Power by 3 provides educators with ideas on how to reclaim their personal power to address the needs of their learners at a time when school culture is more concerned with compliance.

Adventurous Failure

The power to promote adventurous failure stems from the belief that learning for both the educator and the student is a problem-solving process with multiple pathways to failure that ultimately lead to joyful learning.  This is the power to create safe communities that do not teach shame but rather, ways to accept failure as part of the learning adventure.  Learning through problem solving and critical and creative thinking rely on failure as a path to success.

Power by 3 provides educators with ideas on how to create a community of learners that embrace adventurous failure.

Digital Engagement

The power of digital engagement stems from an educator’s belief that digital tools can be open avenues for tolerance of human diversity and catalysts for solving real world problems. Educators who believe in digital engagement recognize that digital tools are not a substitute for building deep personal relationships with students and understanding their learning needs. 

Power by 3 provides educators with ideas on how to engage students with digital tools that support collaboration, and inquiry and discovery learning within a learner-centered pedagogy.

Bibliography

The power by 3 philosophy has been influenced by my 25 years of teaching experience, as well as the following works of other inspiring individuals. This list is organic, and will continue to grow I discover new books and resources, or as new ones are published.

Couros, G. (2015). The Innovator’s Mindset:  Empower Learning, Unleash Talent, and Lead a Culture of Creativity. San Diego, CA. Dave Burgess Consulting, Inc.

Hooks, B. (1994). Teaching to Transgress: Education as the Practice of Freedom. New York: Routledge.

Klein, A. (2018).
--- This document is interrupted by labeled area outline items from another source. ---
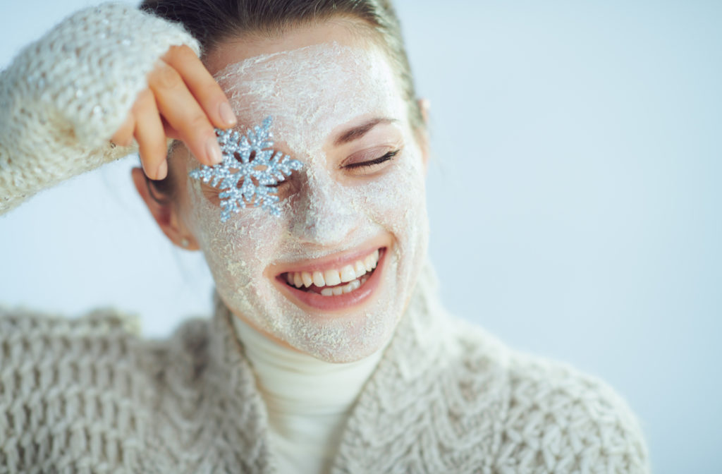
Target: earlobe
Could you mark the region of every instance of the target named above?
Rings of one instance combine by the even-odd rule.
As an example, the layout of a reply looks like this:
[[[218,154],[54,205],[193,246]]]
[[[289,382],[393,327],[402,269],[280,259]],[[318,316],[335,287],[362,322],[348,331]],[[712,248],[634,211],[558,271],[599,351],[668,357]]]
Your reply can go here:
[[[180,224],[173,202],[161,202],[156,199],[150,191],[150,185],[142,168],[134,168],[131,171],[133,183],[140,194],[151,215],[165,236],[175,245],[186,250],[198,250],[198,243],[190,233]]]

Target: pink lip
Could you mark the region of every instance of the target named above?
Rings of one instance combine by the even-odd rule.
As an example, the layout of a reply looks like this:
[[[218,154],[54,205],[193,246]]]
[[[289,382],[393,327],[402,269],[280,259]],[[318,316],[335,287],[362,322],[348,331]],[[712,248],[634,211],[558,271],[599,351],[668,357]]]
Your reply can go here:
[[[282,278],[281,274],[276,276],[276,282],[284,296],[305,309],[334,311],[361,305],[370,299],[378,288],[381,281],[381,274],[383,272],[384,264],[386,261],[386,248],[382,247],[379,250],[378,264],[371,276],[368,277],[366,283],[351,293],[333,296],[322,296],[316,293],[302,291],[287,284],[285,280]],[[368,253],[370,252],[367,252],[365,255],[367,255]],[[318,268],[318,262],[316,267]]]

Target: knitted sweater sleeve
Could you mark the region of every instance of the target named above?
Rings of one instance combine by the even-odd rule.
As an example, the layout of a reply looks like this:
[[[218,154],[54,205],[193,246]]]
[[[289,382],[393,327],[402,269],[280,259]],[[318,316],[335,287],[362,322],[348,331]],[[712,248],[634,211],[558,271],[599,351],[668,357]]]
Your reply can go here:
[[[182,27],[127,4],[71,15],[0,72],[0,214],[38,191],[136,151],[112,147],[155,61]]]

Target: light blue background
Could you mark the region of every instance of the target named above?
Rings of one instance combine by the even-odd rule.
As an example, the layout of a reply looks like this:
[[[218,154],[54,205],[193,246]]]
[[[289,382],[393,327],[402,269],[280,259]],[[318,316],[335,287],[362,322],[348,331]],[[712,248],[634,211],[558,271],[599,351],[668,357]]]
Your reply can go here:
[[[9,3],[2,67],[92,2]],[[606,380],[655,472],[722,472],[722,2],[397,4],[432,103],[431,254],[448,307]],[[0,217],[0,301],[110,304],[153,336],[208,313],[207,270],[151,222],[134,163]]]

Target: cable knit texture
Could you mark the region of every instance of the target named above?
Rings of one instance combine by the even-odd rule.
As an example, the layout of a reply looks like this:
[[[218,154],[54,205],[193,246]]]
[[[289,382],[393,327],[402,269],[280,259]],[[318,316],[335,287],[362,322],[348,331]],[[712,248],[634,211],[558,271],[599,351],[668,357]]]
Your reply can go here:
[[[112,148],[147,74],[171,46],[198,42],[126,4],[70,16],[0,73],[0,213],[40,189],[125,156]]]
[[[352,410],[330,472],[648,473],[625,402],[439,306],[427,270]],[[167,340],[110,312],[0,315],[0,473],[273,473],[235,317]]]
[[[107,22],[105,21],[107,20]],[[0,212],[130,152],[106,140],[182,29],[82,11],[0,74]],[[163,340],[110,311],[0,309],[0,474],[273,473],[268,417],[217,298]],[[634,415],[601,382],[448,316],[427,268],[347,421],[342,473],[647,473]]]

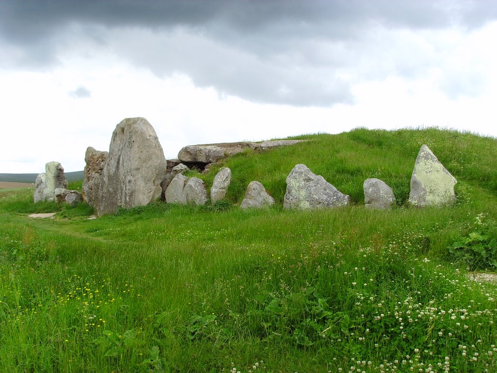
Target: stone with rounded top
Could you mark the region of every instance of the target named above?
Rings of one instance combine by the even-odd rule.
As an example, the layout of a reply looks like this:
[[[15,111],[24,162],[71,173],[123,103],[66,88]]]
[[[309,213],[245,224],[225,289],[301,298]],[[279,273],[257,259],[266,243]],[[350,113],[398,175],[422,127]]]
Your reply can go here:
[[[283,207],[298,209],[344,206],[350,197],[344,194],[305,165],[296,165],[286,178]]]
[[[143,206],[161,195],[167,165],[155,130],[145,118],[128,118],[112,133],[102,170],[97,213]]]
[[[165,199],[166,202],[180,204],[186,203],[183,191],[187,180],[186,177],[181,174],[178,174],[173,178],[164,193]]]
[[[189,170],[190,169],[188,168],[188,166],[183,165],[182,163],[180,163],[173,167],[171,169],[171,171],[166,174],[164,180],[161,183],[161,187],[162,188],[162,193],[161,195],[163,200],[166,200],[166,191],[167,190],[167,187],[171,183],[172,179],[178,174],[182,174],[183,172],[186,172]]]
[[[418,207],[451,204],[456,201],[457,181],[429,148],[419,149],[411,179],[409,202]]]
[[[393,190],[379,179],[367,179],[363,184],[364,206],[368,208],[387,210],[396,201]]]
[[[34,201],[54,200],[56,188],[67,188],[67,179],[64,168],[59,162],[48,162],[45,165],[45,173],[42,173],[36,178]]]
[[[213,205],[226,196],[231,183],[231,170],[228,167],[222,168],[214,177],[211,188],[211,201]]]
[[[269,207],[274,204],[274,198],[266,191],[266,189],[260,183],[257,181],[250,182],[247,186],[247,192],[240,208],[261,208]]]

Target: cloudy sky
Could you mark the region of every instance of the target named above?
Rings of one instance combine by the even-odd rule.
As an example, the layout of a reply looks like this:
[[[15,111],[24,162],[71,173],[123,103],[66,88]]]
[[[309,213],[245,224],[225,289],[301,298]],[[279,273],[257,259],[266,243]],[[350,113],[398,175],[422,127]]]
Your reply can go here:
[[[495,0],[1,0],[0,173],[81,170],[126,117],[194,144],[497,137]]]

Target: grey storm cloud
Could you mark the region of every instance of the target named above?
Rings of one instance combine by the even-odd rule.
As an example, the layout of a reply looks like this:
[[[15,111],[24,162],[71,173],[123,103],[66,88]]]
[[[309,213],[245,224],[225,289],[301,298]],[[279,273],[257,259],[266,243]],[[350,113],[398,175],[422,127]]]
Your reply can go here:
[[[360,76],[415,75],[429,64],[415,49],[392,57],[402,46],[372,30],[471,29],[496,17],[494,0],[2,0],[0,66],[49,68],[85,39],[221,94],[328,106],[353,102]]]

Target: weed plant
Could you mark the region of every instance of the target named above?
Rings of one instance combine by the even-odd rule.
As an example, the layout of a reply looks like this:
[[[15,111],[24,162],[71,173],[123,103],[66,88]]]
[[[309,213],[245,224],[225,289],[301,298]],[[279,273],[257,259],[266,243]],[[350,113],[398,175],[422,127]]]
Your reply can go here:
[[[227,160],[229,202],[214,206],[88,220],[85,204],[0,194],[0,371],[497,370],[496,286],[467,272],[471,248],[494,247],[496,140],[433,129],[302,138]],[[455,205],[405,203],[422,143],[459,181]],[[283,210],[299,163],[354,204]],[[367,177],[393,186],[399,206],[364,209]],[[253,180],[276,206],[234,207]],[[58,212],[26,216],[41,209]]]

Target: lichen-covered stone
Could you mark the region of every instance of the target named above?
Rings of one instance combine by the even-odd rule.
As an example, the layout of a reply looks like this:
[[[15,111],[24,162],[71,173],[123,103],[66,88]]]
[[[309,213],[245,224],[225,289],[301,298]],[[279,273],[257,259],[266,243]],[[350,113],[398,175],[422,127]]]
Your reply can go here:
[[[396,203],[392,188],[378,179],[367,179],[363,184],[364,205],[368,208],[386,210]]]
[[[266,191],[264,186],[259,182],[253,181],[247,187],[240,208],[261,208],[274,204],[274,198]]]
[[[64,168],[59,162],[48,162],[45,165],[44,174],[42,173],[36,178],[34,201],[54,200],[56,188],[67,188]]]
[[[45,174],[42,172],[36,177],[34,183],[34,195],[33,196],[34,203],[43,201],[45,196]]]
[[[83,201],[83,195],[78,190],[68,190],[65,200],[66,203],[74,207]]]
[[[66,201],[66,195],[69,191],[66,188],[55,188],[55,201],[58,203]]]
[[[409,202],[414,206],[438,206],[456,200],[454,186],[457,181],[425,145],[416,158],[411,180]]]
[[[167,165],[155,130],[145,118],[128,118],[112,133],[102,170],[97,213],[143,206],[161,196]]]
[[[228,167],[222,168],[214,178],[211,188],[211,201],[213,205],[226,196],[231,183],[231,170]]]
[[[173,167],[171,169],[171,171],[166,174],[166,177],[164,178],[164,180],[163,180],[162,182],[161,183],[161,187],[162,188],[161,198],[163,200],[166,200],[166,190],[167,189],[169,185],[172,181],[172,179],[173,179],[176,177],[176,175],[178,174],[182,174],[183,172],[186,172],[189,169],[189,169],[187,166],[185,166],[182,163],[180,163],[179,164],[176,165]]]
[[[183,190],[187,180],[186,177],[181,174],[178,174],[173,178],[164,193],[166,202],[168,203],[180,204],[186,203]]]
[[[108,152],[96,150],[91,146],[88,147],[84,154],[86,165],[84,166],[83,192],[86,202],[95,209],[98,203],[98,190],[102,171],[108,156]]]
[[[207,201],[205,184],[198,178],[191,178],[186,182],[183,195],[187,203],[200,205],[205,204]]]
[[[285,208],[336,207],[348,204],[350,197],[313,174],[305,165],[295,166],[286,178]]]

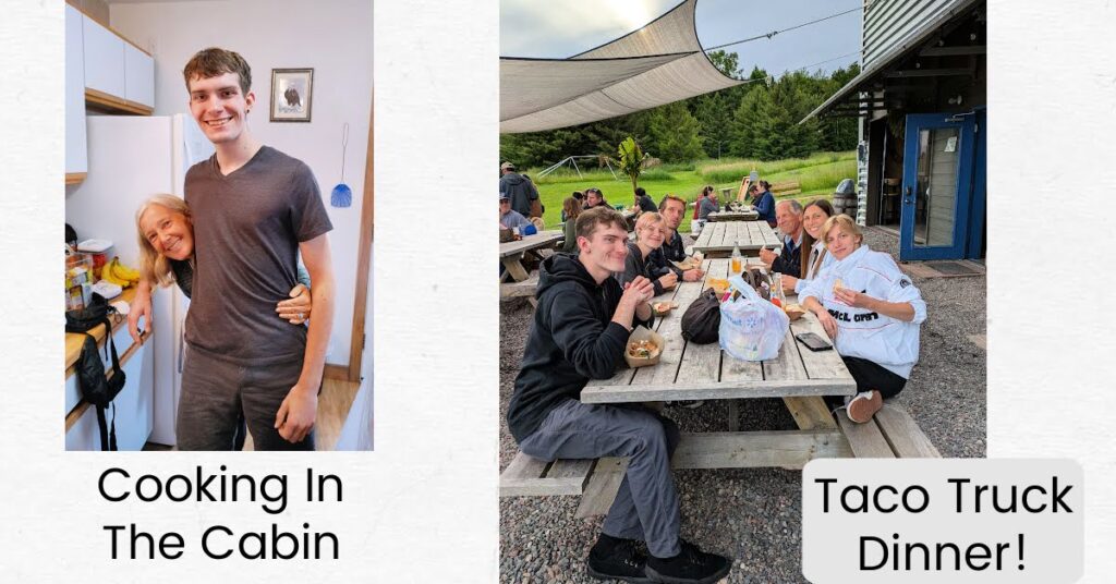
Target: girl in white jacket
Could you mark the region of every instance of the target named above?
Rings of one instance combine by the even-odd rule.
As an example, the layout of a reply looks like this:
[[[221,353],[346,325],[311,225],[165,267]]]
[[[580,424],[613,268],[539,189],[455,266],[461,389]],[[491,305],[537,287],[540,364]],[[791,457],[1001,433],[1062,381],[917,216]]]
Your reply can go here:
[[[864,423],[885,398],[903,390],[918,361],[926,303],[889,255],[863,245],[864,236],[848,216],[829,218],[822,233],[835,261],[799,299],[817,315],[856,380],[858,393],[848,402],[848,417]]]

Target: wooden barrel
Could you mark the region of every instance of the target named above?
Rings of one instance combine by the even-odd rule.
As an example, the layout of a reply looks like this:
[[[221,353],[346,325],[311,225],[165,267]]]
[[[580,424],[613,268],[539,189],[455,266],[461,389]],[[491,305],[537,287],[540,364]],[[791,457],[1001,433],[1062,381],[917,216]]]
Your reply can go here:
[[[856,217],[856,209],[858,205],[855,193],[834,193],[833,205],[835,213],[845,213],[849,217]]]

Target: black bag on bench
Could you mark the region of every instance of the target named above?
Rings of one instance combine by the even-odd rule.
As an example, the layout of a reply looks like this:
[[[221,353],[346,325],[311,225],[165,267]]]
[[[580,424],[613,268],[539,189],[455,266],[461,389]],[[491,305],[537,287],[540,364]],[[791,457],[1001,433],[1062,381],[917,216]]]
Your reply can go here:
[[[682,314],[682,338],[699,345],[716,343],[721,329],[721,303],[713,288],[705,288]]]
[[[77,384],[81,398],[97,408],[97,428],[100,431],[100,449],[116,450],[116,408],[113,406],[112,425],[106,420],[105,410],[112,404],[116,394],[124,389],[124,371],[116,355],[116,343],[113,342],[113,323],[108,315],[116,310],[108,305],[99,294],[93,295],[89,306],[81,310],[66,313],[66,332],[85,335],[81,343],[81,354],[75,364]],[[112,353],[113,376],[105,377],[105,365],[97,354],[97,339],[88,332],[97,325],[105,325],[106,357]]]

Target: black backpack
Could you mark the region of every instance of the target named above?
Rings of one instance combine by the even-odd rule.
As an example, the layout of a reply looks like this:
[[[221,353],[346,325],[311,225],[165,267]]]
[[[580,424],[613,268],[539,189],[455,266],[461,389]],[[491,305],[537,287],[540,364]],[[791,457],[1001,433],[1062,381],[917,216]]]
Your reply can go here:
[[[720,328],[721,303],[713,288],[705,288],[682,314],[682,338],[699,345],[716,343]]]
[[[77,357],[74,370],[81,398],[97,408],[97,428],[100,431],[100,449],[116,450],[116,406],[113,406],[112,425],[108,424],[105,411],[112,404],[116,394],[124,389],[124,371],[116,355],[116,343],[113,342],[113,323],[108,315],[116,310],[108,305],[103,296],[94,293],[89,306],[80,310],[66,313],[66,332],[85,335],[81,343],[81,354]],[[88,333],[97,325],[105,325],[105,356],[112,353],[113,376],[105,377],[105,365],[97,354],[97,339]]]

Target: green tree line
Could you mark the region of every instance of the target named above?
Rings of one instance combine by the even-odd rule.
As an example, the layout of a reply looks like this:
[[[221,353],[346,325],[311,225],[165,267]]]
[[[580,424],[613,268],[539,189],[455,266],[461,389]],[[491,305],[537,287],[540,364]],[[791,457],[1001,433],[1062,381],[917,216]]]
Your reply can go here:
[[[735,52],[716,50],[709,57],[725,75],[749,83],[580,126],[503,134],[500,160],[530,167],[569,155],[613,155],[616,144],[629,135],[664,163],[722,156],[780,160],[856,147],[856,118],[798,122],[856,77],[858,65],[830,75],[789,71],[769,83],[768,73],[759,67],[741,77]]]

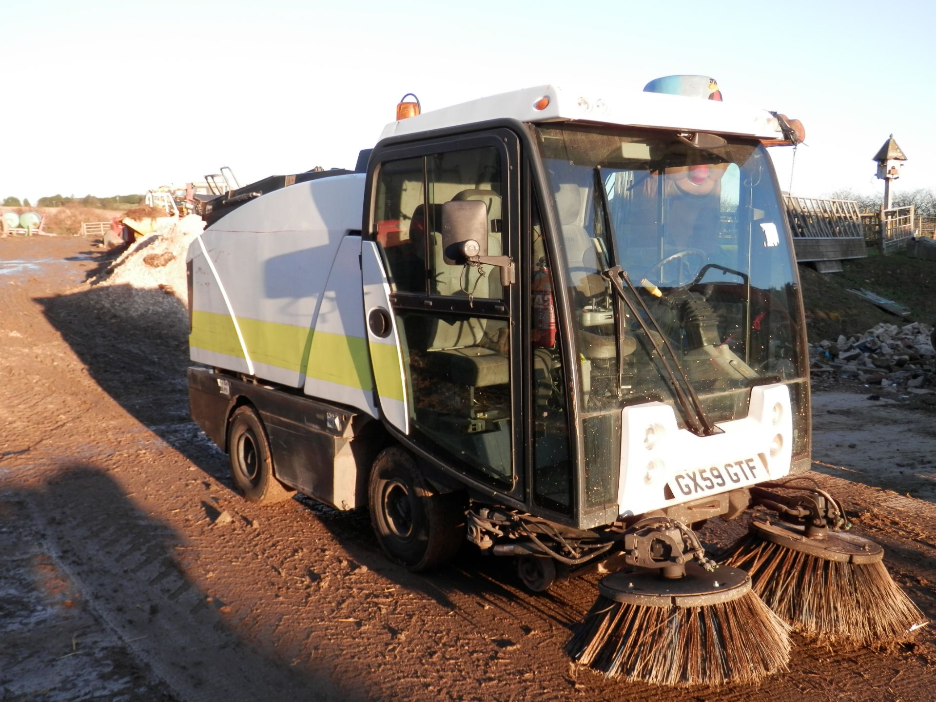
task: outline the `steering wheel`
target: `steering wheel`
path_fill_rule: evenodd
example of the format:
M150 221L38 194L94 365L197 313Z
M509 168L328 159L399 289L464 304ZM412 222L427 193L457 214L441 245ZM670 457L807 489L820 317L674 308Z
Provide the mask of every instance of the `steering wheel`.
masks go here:
M700 268L702 268L702 266L705 265L705 262L709 260L709 255L706 252L702 251L702 249L682 249L681 251L677 251L675 254L670 254L665 258L661 258L659 261L657 261L656 263L654 263L649 269L647 269L646 271L644 271L643 274L640 276L640 278L641 278L641 280L644 279L644 278L646 278L647 280L649 280L651 282L653 282L653 280L654 280L654 278L656 276L655 275L651 275L651 274L654 271L659 271L659 272L662 273L663 272L663 267L665 266L667 263L672 263L673 261L679 261L679 260L681 260L681 259L686 258L688 256L695 256L695 257L697 257L699 259L699 265L696 266L692 271L692 272L695 272L695 271L698 271ZM684 267L683 265L680 265L680 269L679 269L679 272L677 273L677 279L676 279L678 285L674 285L674 287L678 287L678 288L679 287L688 287L690 285L692 285L693 276L691 274L689 274L688 280L686 280L685 283L680 283L680 281L683 280L683 278L681 276L681 273L684 271L690 271L690 269L688 267Z

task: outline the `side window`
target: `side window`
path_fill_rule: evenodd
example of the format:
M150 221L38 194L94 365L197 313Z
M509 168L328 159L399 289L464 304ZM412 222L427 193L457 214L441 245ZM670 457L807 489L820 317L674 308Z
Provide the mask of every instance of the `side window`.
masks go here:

Pushback on Standardized Testing Loses Momentum: ESSA, competing priorities put damper on movement. Education Week38(1), 22–23. Retrieved from http://ezhost.utrgv.edu:2048/login?url=http://search.ebscohost.com/login.aspx?direct=true&db=eft&AN=131843800&site=ehost-live

Martin, K. (2018). Learner Centered Innovation: Spark Curiosity, Ignite Passion and Unleash Genius. San Diego, CA:  IMPress Books.

Morris, S. M. and Stommel, J. (2018). An Urgency of Teachers: The Work of Critical Digital Pedagogy.  Hybrid Pedagogy, Inc.

Ostorga, A. N. (2018). The Right to Teach: Creating Spaces for Teacher Agency. Lanham, MD:  Rowman & Littlefield Publishers.